Can't Boot Into Windows

By mukulika
Apr 5, 2010
  1. Hi guys. Ran into a bit of a problem. I use Windows XP Pro. Yesterday, my sister unknowingly double-clicked on a virus infested pen drive. Since shutting the computer down, it isn't booting into Windows. It comes to the screen where it says that the computer, in its last running session, was not shut down properly, and would I prefer to start it in the safe mode. If I try to boot in the safe mode, it shows a screen loading a number of processes for a few seconds, and then I hear the RAM beep again and the computer restarts. If I try to boot in normally, it comes to the screen where I see the Windows bar loading. From here, it restarts. Don't really know what I should do.

    Thanks in advance for any help.
  2. Broni

    Broni Malware Annihilator Posts: 52,795   +343

    On working computer...

    Download, and run Flash Disinfector, and save it to your desktop.

    *Please disable any AV / ScriptBlockers as they might detect Flash Disinfector to be malicious and block it.
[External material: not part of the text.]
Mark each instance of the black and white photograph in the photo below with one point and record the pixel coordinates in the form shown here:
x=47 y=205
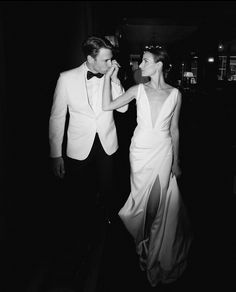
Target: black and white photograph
x=117 y=146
Hence, the failure in executing. You can enable them back after the cleaning process*

    • Double-click Flash_Disinfector.exe to run it and follow any prompts that may appear.
    • The utility may ask you to insert your flash drive and/or other removable drives. Please do so and allow the utility to clean up those drives as well.
    • Hold down the Shift key when inserting the drive until Windows detects it to keep autorun.inf from executing if it is present.
    • Wait until it has finished scanning and then exit the program.
    • Reboot your computer when done.
    Note: As part of its routine, Flash_Disinfector will create a hidden folder named autorun.inf in each partition and every USB drive that was plugged in when you ran it. Do not delete this will help protect your drives from future infection by keeping the autorun file from being installed on the root drive and running other malicious files.


    Let's see, if we can look at your computer booting from an external source.

    You will need USB flash drive to move information from bad computer to a working computer.

    You need to download two programs.


    ISO Burner this will allow you to burn REATOGO-X-PE ISO to a cd and make it bootable. Just install the programm, from there on it's fairly automatic (Instructions)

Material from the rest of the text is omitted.